Gold and silver have both retreated sharply from their January 2025 highs, falling below key psychological milestones. Gold is down roughly 28% from its January peak of $5,600 and now trading below $4,000 per ounce, while silver has fallen more than 50%, slipping beneath $59 per ounce on Wednesday.
The sell-off has been driven largely by growing fears of tighter monetary policy under new Federal Reserve Chair Kevin Warsh. Markets are currently pricing in two 25 basis point rate hikes by March 2027, which would lift the federal funds rate to 4.00%-4.25% due to renewed inflation fears.

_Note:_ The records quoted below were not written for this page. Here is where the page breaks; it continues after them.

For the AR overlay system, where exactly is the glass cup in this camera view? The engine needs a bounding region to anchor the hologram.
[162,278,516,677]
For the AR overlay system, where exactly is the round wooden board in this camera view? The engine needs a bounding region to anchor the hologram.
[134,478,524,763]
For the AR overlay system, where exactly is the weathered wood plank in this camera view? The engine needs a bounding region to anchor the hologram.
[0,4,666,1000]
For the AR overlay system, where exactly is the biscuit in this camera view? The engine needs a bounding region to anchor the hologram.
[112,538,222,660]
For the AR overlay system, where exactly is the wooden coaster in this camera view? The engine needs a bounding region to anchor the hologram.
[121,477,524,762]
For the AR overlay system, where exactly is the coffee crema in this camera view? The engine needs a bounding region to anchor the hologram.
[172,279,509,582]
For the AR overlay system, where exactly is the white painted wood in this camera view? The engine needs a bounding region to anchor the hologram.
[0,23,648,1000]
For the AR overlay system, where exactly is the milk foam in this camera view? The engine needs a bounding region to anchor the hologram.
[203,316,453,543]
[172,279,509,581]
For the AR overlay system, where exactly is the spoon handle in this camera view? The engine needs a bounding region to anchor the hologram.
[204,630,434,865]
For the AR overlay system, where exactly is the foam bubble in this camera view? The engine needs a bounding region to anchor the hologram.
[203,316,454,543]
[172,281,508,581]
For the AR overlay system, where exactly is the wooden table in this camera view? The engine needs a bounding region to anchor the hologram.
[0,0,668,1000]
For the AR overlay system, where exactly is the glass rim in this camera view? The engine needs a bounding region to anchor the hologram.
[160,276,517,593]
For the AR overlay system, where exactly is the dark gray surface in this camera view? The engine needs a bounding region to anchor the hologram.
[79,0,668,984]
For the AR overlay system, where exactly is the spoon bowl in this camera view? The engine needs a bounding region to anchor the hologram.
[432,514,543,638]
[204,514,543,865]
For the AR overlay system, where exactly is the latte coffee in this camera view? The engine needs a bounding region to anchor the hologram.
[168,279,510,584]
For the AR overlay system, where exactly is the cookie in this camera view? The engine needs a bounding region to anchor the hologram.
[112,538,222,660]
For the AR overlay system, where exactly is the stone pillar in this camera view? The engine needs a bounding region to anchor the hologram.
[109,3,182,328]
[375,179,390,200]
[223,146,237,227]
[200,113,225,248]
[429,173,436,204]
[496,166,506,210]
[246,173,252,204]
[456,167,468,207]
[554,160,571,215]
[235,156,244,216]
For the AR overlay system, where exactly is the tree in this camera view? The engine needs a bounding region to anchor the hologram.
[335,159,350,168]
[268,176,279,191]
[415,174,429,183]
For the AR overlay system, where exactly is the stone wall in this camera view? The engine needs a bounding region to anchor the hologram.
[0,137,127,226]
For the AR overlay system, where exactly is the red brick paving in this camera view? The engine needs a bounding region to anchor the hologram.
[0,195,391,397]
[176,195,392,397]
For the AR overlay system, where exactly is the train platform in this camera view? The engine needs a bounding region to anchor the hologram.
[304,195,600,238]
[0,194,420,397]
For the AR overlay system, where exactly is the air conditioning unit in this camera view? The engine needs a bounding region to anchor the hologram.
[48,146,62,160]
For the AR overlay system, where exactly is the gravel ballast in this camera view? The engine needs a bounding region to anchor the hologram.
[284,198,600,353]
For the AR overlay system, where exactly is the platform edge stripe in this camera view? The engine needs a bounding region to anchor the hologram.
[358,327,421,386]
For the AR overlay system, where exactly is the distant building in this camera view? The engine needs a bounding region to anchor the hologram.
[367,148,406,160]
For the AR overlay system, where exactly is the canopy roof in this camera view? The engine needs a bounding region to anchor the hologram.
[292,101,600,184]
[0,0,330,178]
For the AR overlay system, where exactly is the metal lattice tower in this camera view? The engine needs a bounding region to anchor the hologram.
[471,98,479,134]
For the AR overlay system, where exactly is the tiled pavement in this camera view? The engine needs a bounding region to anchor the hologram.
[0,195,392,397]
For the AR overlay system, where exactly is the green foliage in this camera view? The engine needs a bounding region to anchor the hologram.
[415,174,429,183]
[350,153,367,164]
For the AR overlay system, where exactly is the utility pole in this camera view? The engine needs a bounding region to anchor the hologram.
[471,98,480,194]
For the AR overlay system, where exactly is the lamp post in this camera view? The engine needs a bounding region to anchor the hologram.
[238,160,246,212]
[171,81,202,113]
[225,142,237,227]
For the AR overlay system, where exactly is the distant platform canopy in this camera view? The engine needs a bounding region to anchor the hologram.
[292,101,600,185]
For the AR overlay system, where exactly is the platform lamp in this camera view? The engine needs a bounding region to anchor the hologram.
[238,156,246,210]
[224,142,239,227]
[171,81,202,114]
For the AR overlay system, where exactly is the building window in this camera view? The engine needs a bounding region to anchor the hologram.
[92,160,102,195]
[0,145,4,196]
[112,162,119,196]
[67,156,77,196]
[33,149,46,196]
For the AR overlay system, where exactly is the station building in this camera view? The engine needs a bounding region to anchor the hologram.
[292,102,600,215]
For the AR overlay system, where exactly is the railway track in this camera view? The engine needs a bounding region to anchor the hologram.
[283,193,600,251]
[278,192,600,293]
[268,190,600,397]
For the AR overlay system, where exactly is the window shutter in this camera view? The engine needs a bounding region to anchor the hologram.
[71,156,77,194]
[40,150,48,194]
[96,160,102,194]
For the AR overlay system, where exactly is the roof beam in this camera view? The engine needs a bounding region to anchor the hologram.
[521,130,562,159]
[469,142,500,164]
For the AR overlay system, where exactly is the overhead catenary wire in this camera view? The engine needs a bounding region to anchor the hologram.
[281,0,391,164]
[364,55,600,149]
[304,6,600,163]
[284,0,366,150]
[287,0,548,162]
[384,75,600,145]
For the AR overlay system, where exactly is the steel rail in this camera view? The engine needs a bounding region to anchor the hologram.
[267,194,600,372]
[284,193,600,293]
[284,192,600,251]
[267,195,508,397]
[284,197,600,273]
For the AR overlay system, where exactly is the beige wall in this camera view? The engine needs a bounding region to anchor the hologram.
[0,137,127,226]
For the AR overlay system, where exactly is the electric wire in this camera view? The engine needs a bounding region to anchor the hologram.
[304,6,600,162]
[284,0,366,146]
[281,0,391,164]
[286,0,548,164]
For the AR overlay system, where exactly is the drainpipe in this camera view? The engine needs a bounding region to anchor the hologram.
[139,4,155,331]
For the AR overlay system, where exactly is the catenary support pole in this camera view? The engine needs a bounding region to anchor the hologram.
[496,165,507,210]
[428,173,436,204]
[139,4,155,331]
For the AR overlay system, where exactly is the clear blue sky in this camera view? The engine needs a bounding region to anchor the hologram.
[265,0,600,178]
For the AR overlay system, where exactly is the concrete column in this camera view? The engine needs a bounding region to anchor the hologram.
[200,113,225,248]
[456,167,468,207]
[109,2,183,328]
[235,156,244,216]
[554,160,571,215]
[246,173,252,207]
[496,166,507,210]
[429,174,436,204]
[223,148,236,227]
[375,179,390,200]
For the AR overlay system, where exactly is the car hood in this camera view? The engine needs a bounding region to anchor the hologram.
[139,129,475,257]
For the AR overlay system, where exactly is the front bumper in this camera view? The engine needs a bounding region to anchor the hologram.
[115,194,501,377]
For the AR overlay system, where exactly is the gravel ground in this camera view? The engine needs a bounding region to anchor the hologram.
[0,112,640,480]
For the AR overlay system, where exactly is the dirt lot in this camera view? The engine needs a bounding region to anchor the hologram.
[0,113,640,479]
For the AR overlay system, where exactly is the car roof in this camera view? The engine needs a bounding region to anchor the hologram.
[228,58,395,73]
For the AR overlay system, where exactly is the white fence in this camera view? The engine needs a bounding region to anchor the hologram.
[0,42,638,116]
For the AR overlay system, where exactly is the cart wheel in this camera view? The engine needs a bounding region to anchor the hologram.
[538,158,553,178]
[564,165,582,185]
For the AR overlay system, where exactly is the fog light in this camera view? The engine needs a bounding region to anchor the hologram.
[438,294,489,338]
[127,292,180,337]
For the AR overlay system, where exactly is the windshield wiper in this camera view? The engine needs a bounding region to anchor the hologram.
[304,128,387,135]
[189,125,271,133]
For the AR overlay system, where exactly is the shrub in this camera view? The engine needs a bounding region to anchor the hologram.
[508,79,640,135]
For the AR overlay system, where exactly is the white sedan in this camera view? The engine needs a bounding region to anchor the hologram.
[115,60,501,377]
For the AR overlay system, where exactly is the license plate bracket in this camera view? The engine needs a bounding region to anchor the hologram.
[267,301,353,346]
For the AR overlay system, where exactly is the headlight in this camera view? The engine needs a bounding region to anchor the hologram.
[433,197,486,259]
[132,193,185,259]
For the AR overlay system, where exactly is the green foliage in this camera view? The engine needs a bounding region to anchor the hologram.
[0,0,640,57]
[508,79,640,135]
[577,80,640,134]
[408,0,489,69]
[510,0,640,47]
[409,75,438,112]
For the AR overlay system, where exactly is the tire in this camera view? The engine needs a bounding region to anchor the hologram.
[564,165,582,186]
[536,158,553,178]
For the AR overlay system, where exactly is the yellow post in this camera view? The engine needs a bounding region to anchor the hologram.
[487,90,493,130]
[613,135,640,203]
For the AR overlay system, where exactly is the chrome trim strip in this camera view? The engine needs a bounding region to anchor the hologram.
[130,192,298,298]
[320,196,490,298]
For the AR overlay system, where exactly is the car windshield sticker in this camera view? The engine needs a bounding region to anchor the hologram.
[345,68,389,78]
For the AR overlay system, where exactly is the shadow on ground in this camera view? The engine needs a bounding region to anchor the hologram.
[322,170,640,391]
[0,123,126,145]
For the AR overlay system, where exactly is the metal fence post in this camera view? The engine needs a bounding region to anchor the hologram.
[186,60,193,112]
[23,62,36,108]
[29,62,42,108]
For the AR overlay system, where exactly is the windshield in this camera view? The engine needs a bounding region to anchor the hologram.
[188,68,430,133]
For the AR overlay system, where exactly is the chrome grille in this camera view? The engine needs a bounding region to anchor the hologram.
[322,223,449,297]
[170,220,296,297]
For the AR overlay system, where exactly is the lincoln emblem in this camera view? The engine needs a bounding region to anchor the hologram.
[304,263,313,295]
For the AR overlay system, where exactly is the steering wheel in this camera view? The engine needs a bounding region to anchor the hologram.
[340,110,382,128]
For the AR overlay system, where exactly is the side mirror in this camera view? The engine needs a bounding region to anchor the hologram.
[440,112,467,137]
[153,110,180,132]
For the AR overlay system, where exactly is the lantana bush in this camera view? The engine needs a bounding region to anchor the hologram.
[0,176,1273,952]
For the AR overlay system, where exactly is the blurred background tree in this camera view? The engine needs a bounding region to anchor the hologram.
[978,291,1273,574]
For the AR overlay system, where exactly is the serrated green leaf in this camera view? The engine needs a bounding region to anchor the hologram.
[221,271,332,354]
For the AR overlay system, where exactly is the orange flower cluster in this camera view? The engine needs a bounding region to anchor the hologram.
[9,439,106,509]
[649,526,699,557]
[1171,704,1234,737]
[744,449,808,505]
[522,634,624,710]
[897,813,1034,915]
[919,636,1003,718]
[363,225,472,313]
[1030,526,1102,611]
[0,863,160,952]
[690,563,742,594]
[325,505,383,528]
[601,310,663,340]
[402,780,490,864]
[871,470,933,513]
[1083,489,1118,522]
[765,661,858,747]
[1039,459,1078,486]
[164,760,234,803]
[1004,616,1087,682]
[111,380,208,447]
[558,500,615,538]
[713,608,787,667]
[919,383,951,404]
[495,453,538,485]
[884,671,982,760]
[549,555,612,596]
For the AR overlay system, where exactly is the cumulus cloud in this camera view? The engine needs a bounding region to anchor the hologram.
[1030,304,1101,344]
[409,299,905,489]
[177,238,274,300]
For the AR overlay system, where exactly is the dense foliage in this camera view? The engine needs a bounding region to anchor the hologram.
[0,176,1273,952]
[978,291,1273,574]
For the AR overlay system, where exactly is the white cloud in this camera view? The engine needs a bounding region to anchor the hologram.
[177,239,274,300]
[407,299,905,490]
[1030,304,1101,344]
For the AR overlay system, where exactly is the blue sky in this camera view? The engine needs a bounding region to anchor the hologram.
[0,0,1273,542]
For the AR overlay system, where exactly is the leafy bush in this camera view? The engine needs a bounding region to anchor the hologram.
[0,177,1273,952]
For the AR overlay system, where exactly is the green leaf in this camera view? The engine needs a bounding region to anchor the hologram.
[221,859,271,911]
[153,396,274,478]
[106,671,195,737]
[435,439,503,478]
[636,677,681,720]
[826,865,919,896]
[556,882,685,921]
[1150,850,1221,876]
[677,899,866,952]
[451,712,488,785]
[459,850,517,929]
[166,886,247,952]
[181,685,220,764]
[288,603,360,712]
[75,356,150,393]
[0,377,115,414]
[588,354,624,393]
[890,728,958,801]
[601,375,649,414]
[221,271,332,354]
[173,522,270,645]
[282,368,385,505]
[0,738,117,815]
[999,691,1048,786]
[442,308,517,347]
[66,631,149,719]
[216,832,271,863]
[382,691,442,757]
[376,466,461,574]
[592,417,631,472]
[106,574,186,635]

The reversal marks a dramatic shift from the dominant macro narrative of 2025, the "debasement trade", the belief that persistent fiscal deficits and rising government debt would continue to erode the purchasing power of fiat currencies.
Bitcoin, however, largely stagnated throughout much of 2025, trading around the $100,000 level while gold and silver rallied aggressively. The divergence led many investors to question whether bitcoin still belonged in the debasement trade and whether its role as a hedge against fiat currency dilution had weakened.
Bitcoin has continued to fall during the broader correction. The cryptocurrency now sits below $62,000, a 50% correction from its October all-time high and is trading below its long term 200 week moving average of approximately $62,800.
Bitcoin leads metals, lags equities
One silver lining for bitcoin bulls is that the cryptocurrency has outperformed both precious metals since the ratios bottomed in February, gaining roughly 30% against gold and more than 55% against silver.
However, all three assets have lagged U.S. equities in 2026, where momentum remains concentrated in semiconductor and memory-related stocks.